We see a similar judgment being asserted repeatedly today in America. If anyone tries to understand why Osama bin Laden and his gang attacked us, the questioner is immediately condemned as sympathetic to the terrorists. These are both variants on the philosophical proposition: To understand all, is to forgive all. It is the serious version of the George Will joke that two liberals see a man lying in the gutter terribly beaten, and angrily say: "We have to find the man who did this he desperately needs help."

And because some of the commentators trying to explain why we were attacked are dedicated, left-wing America-haters, explanations are suspect as consciously chosen fig leaves for revisionism.

At a certain level, there is truth in the observation that to explain evil is the first step to excusing it; indeed, that all explanation is, de facto, exoneration. It is a dangerous step down a path to moral relativism, situational ethics and the enfeebling of the will to fight the evil. Particularly for civilized, educated people, the white-hot passion to fight is easily reduced to pale embers by theorizing, temporizing and finally rationalizing the "easy" way out of a fight.

Just as a horse is more surely kept on his path by blinders that exclude from his vision potentially distracting sights, so the argument goes, we should not be distracted from our duty by the contemplation of the enemy's psychological or material needs and motivations. This is the classic mystic's argument that blindness is insight.

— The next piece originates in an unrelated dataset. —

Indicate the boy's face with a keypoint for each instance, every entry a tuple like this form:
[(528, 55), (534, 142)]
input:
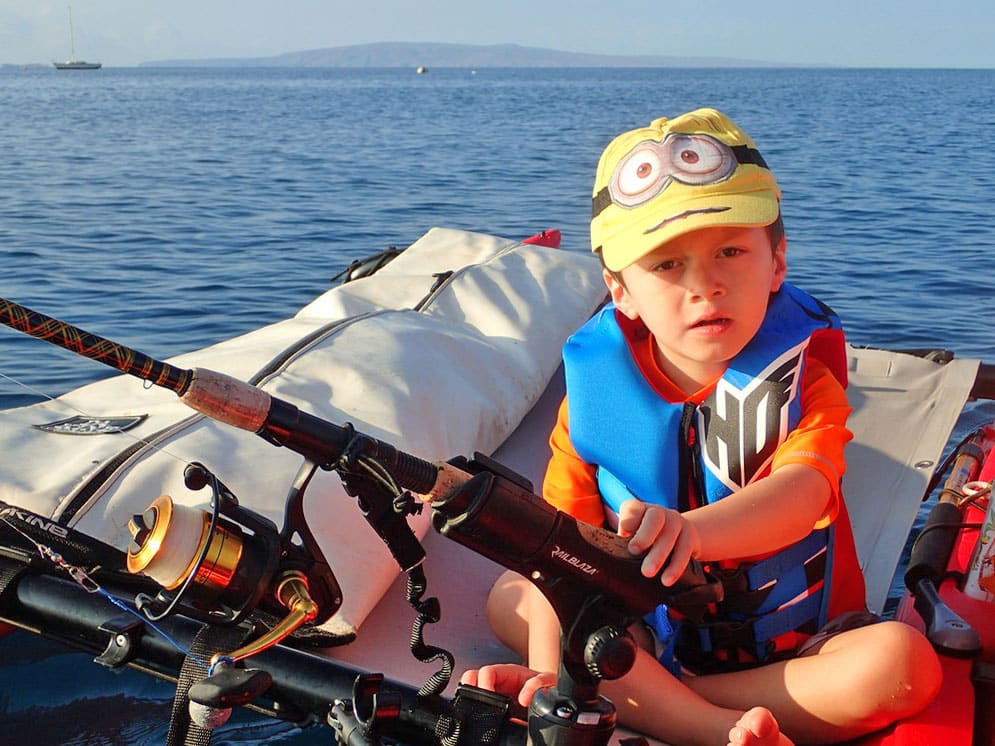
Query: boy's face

But there is another Holocaust scholar, Yehuda Bauer, who argues that "The Holocaust can be precedent, or it can become a warning." So too, we can try to learn from this horror how to minimize bin Laden's appeal. Or we can be oblivious to the consequences of our conduct and just try to kill not only the current crop of terrorists faster than they can kill us, but the doubtlessly long line of enraged masses who may come into being in the future.

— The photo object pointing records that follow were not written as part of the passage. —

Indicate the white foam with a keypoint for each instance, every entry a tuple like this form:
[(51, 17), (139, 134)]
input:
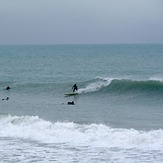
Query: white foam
[(93, 135), (95, 86)]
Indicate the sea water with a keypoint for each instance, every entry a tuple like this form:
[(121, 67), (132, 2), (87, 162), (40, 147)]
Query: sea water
[(118, 112)]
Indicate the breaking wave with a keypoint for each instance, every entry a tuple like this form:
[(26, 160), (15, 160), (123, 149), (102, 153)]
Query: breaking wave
[(118, 85)]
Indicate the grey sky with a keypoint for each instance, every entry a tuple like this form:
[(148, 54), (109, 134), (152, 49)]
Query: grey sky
[(81, 21)]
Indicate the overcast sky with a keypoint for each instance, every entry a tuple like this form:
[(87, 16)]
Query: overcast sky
[(81, 21)]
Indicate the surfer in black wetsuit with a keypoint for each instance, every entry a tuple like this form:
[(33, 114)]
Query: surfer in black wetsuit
[(8, 87), (75, 88)]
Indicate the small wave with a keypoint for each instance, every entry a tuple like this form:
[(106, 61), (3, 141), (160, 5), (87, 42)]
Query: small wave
[(94, 135), (122, 85)]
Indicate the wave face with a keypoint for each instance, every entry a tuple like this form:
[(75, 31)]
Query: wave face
[(116, 85), (79, 142)]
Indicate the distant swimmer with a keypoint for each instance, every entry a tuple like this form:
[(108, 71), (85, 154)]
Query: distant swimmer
[(75, 88), (8, 87), (71, 103)]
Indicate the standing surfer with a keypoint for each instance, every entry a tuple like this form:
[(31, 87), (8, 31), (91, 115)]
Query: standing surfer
[(75, 88)]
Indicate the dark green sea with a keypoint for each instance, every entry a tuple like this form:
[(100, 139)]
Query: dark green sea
[(118, 112)]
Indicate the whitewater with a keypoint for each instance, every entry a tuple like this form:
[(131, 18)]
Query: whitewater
[(31, 139), (117, 116)]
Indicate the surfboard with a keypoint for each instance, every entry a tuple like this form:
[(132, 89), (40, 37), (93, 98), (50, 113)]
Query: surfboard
[(71, 94)]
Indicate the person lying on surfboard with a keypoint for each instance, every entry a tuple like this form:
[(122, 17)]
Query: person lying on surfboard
[(75, 88)]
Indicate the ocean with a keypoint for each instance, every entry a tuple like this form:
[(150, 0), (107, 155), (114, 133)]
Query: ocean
[(118, 111)]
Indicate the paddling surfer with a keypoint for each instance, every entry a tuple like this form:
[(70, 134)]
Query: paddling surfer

This is not an argument for failing to seek decisive victory now. We surely will have to fight a war of extermination against bin Laden's gang and such other sources of current danger as Saddam Hussein's regime in Iraq.

But we should be simultaneously trying to understand what words and actions unnecessarily may rally even more people to the anti-American terrorist banner. For example, our foolish failure to reduce our reliance on Middle East oil has forced us to ally with "moderate" regimes who are increasingly on the wrong side of their people and the losing side of history. The quicker we can reduce that reliance, the greater freedom of action we will have.

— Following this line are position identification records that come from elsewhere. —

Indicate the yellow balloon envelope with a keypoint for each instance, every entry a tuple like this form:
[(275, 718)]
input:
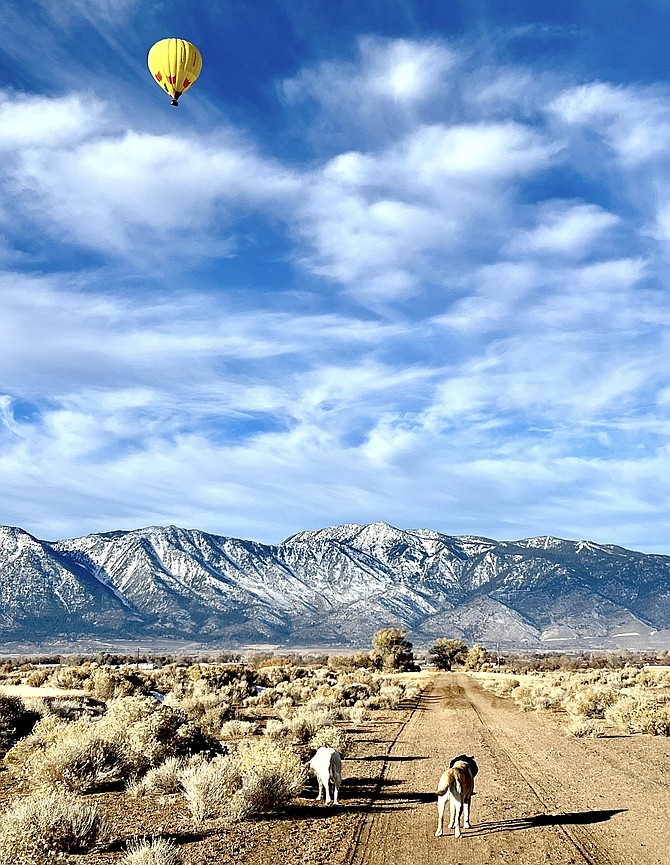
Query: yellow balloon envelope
[(174, 64)]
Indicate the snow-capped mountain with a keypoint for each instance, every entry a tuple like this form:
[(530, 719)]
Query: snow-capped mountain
[(335, 585)]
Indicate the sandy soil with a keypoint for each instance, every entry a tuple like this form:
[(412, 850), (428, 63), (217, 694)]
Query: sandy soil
[(541, 796)]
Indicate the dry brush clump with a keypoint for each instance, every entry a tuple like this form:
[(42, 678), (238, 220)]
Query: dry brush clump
[(38, 828), (256, 777), (89, 755), (628, 698), (16, 720), (153, 851)]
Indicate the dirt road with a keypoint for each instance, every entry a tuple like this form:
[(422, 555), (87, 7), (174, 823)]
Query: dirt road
[(540, 796)]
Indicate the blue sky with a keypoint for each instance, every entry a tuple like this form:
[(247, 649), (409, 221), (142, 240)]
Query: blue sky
[(388, 260)]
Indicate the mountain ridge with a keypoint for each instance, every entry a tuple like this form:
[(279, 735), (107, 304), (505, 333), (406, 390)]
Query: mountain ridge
[(335, 585)]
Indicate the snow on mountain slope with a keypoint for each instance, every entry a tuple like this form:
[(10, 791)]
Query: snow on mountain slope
[(337, 584)]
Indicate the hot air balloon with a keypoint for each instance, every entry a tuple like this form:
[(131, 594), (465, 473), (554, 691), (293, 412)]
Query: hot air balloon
[(174, 64)]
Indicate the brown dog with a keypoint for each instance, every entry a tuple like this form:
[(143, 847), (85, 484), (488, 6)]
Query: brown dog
[(457, 785)]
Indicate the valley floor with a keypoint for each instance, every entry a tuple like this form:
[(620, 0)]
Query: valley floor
[(541, 796)]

The failure to consider the effect of our words and actions on potential enemies can have huge consequences. In World War II, President Franklin Roosevelt called for unconditional surrender from the Germans in order to rally American public opinion. He was vehemently opposed in that decision by Gen. Eisenhower; Chief of the Army, Gen. George C. Marshall; head of OSS, Bill Donovan; famed military strategist Basil Liddell Hart and British Prime Minister Winston Churchill, among many others.

They all understood that that demand foreclosed the good chance that German Adm. Wilhelm Canaris the head of German intelligence who was actively helping the allies would be able to rally key generals to complete his coup against Hitler before the D-Day invasion. By maximizing the fighting spirit of the enemy, Roosevelt's call for unconditional surrender may have cost the lives of hundreds of thousands of allied soldiers and made possible the final Holocaust of 1944-1945.

Churchill, Eisenhower and Marshall certainly wanted complete victory also, but they understood that, depending on the president's words, the enemy could be either dispirited or enraged; they preferred the former.

It is grotesque that those both in and out of government today who seek to understand the motivations of the world in which we must live are condemned as fools or disloyal citizens. The answer to the question, "Why do they hate us?" is worth understanding, if not for the purpose of mitigating the hatred, at least for the purpose of preparing to deal with it.